Population stratification could result in spurious associations. However, we were careful for each collection either to use (1) epidemiologically matched samples or (2) ancestry informative markers to match cases and controls. We further note that our seven replicated SNP associations demonstrate consistent effects across all 14 collections without evidence of heterogeneity (p>0.05 by Breslow-Day test of Heterogeneity, see ).
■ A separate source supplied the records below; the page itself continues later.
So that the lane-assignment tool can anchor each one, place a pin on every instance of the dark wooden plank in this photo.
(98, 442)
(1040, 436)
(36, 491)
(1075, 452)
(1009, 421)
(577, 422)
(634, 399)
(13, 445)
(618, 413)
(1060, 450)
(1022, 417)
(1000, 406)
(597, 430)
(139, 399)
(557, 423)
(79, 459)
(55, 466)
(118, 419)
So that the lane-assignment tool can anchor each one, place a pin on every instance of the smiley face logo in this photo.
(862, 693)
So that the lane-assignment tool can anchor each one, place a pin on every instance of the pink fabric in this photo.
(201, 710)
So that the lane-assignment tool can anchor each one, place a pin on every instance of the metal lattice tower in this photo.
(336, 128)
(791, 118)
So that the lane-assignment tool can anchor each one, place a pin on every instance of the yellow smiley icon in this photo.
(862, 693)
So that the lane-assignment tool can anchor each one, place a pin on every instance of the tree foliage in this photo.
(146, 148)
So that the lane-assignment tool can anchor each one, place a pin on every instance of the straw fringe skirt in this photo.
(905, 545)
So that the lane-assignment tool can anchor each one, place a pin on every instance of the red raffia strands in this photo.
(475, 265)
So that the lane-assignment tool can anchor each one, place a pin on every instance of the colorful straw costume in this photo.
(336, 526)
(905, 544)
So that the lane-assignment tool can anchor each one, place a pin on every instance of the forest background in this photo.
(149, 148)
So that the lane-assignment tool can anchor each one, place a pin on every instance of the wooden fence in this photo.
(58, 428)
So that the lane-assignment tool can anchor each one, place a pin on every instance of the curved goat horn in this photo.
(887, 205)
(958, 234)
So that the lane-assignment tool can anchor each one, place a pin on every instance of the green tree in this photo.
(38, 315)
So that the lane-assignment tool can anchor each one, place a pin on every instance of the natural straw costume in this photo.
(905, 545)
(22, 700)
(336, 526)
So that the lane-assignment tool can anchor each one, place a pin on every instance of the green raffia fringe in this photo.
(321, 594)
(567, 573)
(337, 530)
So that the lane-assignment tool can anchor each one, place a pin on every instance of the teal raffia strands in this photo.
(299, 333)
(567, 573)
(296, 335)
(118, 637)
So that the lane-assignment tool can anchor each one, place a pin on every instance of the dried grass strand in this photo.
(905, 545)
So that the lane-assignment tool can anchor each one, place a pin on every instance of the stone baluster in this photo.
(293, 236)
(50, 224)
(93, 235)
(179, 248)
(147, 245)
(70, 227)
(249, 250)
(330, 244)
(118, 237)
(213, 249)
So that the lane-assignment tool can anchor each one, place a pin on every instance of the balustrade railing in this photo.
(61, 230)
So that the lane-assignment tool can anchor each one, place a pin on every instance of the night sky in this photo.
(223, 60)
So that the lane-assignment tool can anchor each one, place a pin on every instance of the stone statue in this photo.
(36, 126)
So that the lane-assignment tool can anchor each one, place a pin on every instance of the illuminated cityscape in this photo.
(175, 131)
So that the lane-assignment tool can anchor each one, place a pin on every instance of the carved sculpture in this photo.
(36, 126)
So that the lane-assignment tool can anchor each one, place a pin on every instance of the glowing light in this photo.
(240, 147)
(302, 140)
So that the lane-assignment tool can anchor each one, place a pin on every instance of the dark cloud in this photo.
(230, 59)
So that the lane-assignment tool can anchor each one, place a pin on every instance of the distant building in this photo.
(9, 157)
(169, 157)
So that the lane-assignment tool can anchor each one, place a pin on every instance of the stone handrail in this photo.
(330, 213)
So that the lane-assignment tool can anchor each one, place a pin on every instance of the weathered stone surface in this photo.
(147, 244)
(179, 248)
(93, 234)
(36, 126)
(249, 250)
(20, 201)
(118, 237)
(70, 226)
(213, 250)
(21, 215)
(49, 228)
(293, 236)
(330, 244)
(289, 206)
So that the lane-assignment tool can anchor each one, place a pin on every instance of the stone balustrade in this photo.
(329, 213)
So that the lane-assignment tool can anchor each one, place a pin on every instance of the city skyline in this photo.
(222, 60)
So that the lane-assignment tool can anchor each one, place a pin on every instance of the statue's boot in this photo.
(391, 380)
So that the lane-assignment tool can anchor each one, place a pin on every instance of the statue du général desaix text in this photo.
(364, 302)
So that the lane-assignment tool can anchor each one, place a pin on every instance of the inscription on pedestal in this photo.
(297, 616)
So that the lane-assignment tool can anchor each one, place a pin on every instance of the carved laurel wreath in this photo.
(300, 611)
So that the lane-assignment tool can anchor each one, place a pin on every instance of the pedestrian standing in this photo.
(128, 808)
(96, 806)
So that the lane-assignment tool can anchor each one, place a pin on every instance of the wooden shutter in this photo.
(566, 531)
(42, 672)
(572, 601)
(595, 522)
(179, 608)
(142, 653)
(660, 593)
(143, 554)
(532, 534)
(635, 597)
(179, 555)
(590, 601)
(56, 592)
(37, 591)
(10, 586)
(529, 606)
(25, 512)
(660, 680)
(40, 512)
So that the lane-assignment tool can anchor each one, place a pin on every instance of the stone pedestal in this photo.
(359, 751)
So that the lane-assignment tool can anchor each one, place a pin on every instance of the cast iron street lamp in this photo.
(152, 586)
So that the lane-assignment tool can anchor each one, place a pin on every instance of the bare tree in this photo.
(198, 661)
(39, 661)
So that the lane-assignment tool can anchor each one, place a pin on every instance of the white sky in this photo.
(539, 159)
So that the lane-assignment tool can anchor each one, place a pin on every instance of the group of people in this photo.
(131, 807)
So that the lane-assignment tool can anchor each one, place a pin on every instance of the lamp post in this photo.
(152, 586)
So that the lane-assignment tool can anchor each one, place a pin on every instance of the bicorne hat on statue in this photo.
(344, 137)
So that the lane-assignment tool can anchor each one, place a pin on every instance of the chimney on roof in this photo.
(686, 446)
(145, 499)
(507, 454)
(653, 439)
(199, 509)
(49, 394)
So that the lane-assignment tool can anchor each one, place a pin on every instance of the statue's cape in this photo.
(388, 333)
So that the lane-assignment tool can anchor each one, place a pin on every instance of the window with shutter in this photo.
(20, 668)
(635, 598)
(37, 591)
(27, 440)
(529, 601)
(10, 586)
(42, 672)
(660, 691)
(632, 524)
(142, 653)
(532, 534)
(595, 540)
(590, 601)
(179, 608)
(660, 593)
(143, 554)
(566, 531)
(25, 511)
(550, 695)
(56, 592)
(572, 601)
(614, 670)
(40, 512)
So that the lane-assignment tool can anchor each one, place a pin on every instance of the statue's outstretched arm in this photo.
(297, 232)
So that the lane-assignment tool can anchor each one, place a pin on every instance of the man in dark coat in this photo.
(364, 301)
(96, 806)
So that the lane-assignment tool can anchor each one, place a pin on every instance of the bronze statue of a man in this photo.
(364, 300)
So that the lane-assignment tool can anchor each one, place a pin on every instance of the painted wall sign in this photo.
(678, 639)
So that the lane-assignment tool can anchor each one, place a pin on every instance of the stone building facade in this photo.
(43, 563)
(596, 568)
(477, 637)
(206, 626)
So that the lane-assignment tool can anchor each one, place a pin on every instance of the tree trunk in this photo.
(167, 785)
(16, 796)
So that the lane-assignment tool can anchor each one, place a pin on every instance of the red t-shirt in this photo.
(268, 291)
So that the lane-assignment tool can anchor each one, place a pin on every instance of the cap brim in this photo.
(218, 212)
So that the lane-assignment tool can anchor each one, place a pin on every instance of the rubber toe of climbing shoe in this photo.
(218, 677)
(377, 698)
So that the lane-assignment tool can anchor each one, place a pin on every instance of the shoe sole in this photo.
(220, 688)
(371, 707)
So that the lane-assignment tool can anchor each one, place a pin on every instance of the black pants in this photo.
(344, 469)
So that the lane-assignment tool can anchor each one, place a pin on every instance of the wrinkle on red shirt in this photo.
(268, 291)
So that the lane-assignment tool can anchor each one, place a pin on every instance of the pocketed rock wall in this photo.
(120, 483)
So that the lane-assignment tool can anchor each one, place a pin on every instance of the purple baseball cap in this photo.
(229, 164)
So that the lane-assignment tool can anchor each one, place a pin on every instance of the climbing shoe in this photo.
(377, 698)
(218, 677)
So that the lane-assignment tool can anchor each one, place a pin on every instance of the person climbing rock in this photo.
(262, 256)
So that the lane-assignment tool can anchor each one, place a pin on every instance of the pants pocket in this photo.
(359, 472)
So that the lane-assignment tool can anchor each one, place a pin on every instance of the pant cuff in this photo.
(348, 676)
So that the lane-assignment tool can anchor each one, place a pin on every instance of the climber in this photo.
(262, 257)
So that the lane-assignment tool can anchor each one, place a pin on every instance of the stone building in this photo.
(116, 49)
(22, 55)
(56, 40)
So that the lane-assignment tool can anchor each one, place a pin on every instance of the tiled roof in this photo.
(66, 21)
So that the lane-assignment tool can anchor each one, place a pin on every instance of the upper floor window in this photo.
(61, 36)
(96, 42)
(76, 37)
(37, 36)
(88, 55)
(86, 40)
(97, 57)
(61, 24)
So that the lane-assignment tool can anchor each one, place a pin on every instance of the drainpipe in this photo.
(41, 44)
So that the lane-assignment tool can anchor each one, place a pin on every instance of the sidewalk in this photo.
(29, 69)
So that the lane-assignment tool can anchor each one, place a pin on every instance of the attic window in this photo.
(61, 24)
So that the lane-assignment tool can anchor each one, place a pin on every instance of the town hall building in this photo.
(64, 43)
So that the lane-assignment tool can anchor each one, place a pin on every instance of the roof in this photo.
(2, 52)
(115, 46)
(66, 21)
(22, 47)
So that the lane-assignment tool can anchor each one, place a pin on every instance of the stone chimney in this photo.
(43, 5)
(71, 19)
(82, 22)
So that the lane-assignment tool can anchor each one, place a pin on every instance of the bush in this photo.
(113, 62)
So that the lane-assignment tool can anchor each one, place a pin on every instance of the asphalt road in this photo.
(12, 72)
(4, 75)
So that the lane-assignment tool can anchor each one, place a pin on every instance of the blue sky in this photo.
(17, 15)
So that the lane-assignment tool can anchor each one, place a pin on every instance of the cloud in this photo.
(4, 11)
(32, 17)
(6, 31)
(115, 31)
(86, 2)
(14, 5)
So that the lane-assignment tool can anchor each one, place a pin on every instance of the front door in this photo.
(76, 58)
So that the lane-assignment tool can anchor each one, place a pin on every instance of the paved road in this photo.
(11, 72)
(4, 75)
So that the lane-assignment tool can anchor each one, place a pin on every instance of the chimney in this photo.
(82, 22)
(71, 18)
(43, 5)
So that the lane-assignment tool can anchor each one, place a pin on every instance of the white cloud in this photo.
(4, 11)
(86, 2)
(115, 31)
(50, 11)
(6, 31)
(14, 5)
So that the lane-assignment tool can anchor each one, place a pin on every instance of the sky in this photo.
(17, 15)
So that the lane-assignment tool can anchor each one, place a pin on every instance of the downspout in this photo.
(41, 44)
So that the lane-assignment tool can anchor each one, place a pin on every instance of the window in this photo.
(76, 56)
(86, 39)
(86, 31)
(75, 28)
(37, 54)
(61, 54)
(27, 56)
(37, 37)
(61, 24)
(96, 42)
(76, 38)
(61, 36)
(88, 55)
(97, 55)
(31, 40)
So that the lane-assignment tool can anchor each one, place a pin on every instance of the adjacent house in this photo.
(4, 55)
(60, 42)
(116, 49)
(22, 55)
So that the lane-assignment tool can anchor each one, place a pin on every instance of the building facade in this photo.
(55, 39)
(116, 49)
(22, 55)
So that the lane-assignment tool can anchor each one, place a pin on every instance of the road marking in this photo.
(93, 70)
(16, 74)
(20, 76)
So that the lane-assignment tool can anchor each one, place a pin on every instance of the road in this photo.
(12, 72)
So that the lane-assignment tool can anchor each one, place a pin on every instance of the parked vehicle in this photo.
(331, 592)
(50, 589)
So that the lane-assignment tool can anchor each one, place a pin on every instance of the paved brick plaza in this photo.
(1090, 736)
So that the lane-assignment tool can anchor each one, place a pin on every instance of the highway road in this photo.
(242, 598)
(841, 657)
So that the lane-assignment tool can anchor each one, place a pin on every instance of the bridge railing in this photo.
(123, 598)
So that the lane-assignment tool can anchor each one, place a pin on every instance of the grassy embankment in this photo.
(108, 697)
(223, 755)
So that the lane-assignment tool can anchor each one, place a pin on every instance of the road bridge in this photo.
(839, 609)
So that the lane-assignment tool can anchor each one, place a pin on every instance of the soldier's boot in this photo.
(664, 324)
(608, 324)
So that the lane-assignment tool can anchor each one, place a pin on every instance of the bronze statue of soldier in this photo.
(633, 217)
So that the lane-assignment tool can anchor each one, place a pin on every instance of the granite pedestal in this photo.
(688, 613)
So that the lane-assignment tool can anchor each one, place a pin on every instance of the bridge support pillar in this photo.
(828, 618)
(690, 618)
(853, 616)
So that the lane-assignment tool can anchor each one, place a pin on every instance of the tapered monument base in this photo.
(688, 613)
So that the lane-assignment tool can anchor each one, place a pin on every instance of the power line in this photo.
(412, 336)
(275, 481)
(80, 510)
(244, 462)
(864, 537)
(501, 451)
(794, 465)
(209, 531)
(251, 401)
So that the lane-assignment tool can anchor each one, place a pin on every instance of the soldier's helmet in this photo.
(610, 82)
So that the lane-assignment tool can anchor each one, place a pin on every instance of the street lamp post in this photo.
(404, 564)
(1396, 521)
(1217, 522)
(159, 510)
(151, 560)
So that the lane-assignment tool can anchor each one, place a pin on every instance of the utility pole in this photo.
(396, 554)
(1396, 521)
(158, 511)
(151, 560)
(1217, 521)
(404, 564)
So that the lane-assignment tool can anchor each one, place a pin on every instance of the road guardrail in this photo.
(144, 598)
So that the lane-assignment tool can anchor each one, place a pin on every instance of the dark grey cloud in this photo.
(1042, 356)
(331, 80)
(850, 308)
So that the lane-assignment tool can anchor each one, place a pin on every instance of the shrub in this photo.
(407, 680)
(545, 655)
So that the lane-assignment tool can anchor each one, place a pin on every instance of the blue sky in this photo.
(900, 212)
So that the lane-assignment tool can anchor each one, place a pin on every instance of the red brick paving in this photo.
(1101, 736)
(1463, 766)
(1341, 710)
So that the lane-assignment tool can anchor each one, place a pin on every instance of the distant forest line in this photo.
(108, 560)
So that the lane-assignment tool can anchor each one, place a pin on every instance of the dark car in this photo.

In this study we demonstrate the utility of functional information to prioritize SNPs for replication. We did not pre-define pathways, but rather we used GRAIL to look for genes that had relationships to other validated RA genes. We note that GRAIL is limited in its ability to identify disease genes in entirely novel pathways (i.e., pathways not suggested by the 16 previously known RA risk loci). Arguably, those loci could point to truly novel pathogenic mechanisms. Additionally, successful application of GRAIL is contingent on the scientific literature’s comprehensive description of relevant gene relationships. The general application of GRAIL to other diseases will depend critically on the completeness of the validated loci list and the documentation about relevant processes in the literature. Despite these limitations, our study has identified at least three novel RA risk loci, with strong evidence for additional risk loci.